Only physical addresses unambiguously
identify each public symbol and line number. Your program works through logical
addresses - the two are not the same or even similar.
Looking at disassembled code, you might see a LD A,(1000). The 1000 is logical
- its physical equivalent depends on the current MMU
mapping.
Avocet's Softaid
UEM emulators get around this problem by letting you suffix any address with
a tilde to indicate that the logical address is needed, rather than the default
physical. Of course, the emulator will use the current MMU setting to access
the memory, so if the MMU is not set up as it would be when executing that
instruction, the data may not be correct. Normally this is not a problem -
you debug in you execution context, rather than randomly hunting through code.
64180 registers
are 16 bits long. When used as pointers, they form logical addresses, creating
the same sort of problem just mentioned.
Again, when displaying the contents of a register pointer, that will be logical.

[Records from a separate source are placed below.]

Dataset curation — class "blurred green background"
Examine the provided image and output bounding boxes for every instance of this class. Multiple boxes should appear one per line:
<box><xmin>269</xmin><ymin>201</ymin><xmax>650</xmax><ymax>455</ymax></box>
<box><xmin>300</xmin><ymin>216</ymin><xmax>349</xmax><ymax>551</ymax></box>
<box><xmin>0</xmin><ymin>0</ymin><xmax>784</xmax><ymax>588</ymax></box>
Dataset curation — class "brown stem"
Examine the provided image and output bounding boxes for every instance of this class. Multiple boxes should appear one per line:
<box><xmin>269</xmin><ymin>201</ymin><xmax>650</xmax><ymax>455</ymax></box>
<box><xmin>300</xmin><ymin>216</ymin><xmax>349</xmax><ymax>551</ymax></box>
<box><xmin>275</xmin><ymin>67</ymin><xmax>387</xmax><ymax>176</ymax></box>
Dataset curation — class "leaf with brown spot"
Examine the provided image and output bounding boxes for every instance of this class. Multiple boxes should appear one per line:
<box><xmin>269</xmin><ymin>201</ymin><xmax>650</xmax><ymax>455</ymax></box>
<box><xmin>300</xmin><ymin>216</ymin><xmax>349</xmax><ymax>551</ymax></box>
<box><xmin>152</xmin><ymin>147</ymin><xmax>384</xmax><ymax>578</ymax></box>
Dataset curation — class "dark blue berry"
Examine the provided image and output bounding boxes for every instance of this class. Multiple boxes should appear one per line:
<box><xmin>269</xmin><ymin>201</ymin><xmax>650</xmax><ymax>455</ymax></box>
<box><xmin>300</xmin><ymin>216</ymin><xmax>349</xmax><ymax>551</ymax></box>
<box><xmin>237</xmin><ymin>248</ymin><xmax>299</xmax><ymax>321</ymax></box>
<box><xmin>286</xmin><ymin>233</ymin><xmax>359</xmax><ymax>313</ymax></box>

If you ask for a dump of memory at the address in HL,
what will result? The correct solution is to use indirect register references
as logical (saving the bother of suffixing a tilde all the
time), since this is what the programmer really wants.
In C, an automatic
pointer will be stored as a 16 bit value on the stack. Suppose, while debugging,
you wish to dump *ptr? In other words,
display the data pointed to by ptr, which is presumably on the stack. Again,
only one correct solution exists: get the stack pointer,
convert it to physical using the current MMU, extract the 16 bit value of
ptr from the stack, make that physical, and then access the
destination address. Conclusion
The 64180 family
solves a long standing Z80 problem - that of handling more memory. Lots of
current Z80 applications can be easily ported
to the 64180 to take advantage of the larger memory model and high integration
peripherals. Don't try to get away with Z80-style
development tools - select assemblers, compilers, and debuggers that exploit
the 64180's resources to ease your development efforts.